Two of these three plus the one in his pocket would give him forty five minutes. He only needed thirty, but it had been such a hectic morning, the found coins must be an omen, so Clay decided to splurge. He unscrewed the timechip module mounted on his wrist and placed it on the little blue shelf provided. The three coins went into the slot, “chunk chunk chunk”  it sounded so nice. The last coin rolled back into his coat pocket.  He leaned back against the car, making sure his entire body was inside the red oval embedded at his feet. The ID laser shot out and found his eyes, read his retinas, “Ready?” a cold voice squeaked out of a tinny speaker, and Clay shook his head yes and closed his eyes.

A  wave of nausea washed over him as the singularity wave was generated under the red oval, rising up to tear him and his car out of space, out of time, and fling him back. It only took a second. Clay reached out for his timechip module and replaced it. He closed his eyes and looked at the illusion projected on the inside of his eyelids, Seven-o-Five in the morning. He had indeed been thrown back forty five minutes. Now he had plenty of time to get to work.

As Clay drove away, his commute now leisurely, the hounds at bay for now, he refused to even be bothered by the pesky clanking from the rear transmission. A quick turn on the digital cube  player volume  drowned that unpleasant sound out with a pulsing beat.

Clay made it to work with a good ten minutes to spare. He felt the extra coin in his pocket, an instant of reassurance to run his fingers over the serrated edge.
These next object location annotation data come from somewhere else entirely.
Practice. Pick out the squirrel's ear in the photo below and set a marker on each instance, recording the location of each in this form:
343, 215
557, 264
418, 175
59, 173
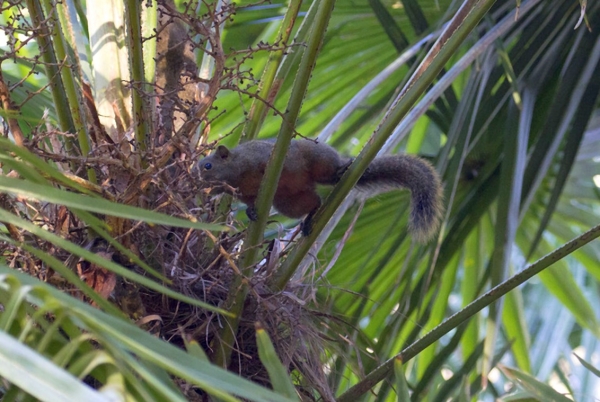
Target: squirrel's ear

“Hey Gladys!” He called out cheerfully as he stood in front of the heavy turnstile, waiting for the time clock to read the thin ID chip mounted under the skin of his forehead. He always said “Hey!” to her, he didn’t know what her name was but thought she looked like a “Gladys.”  She didn’t answer, she never did,  deep in concentration, trying to manage the I/O of the two  jacks, one on each side of her neck. “Extra five hundred a year for that little bit of surgery” thought Clay as his hand left the coin to absently touch the single jack on his neck.

“Clang” – and the turnstile admitted him to work for the day.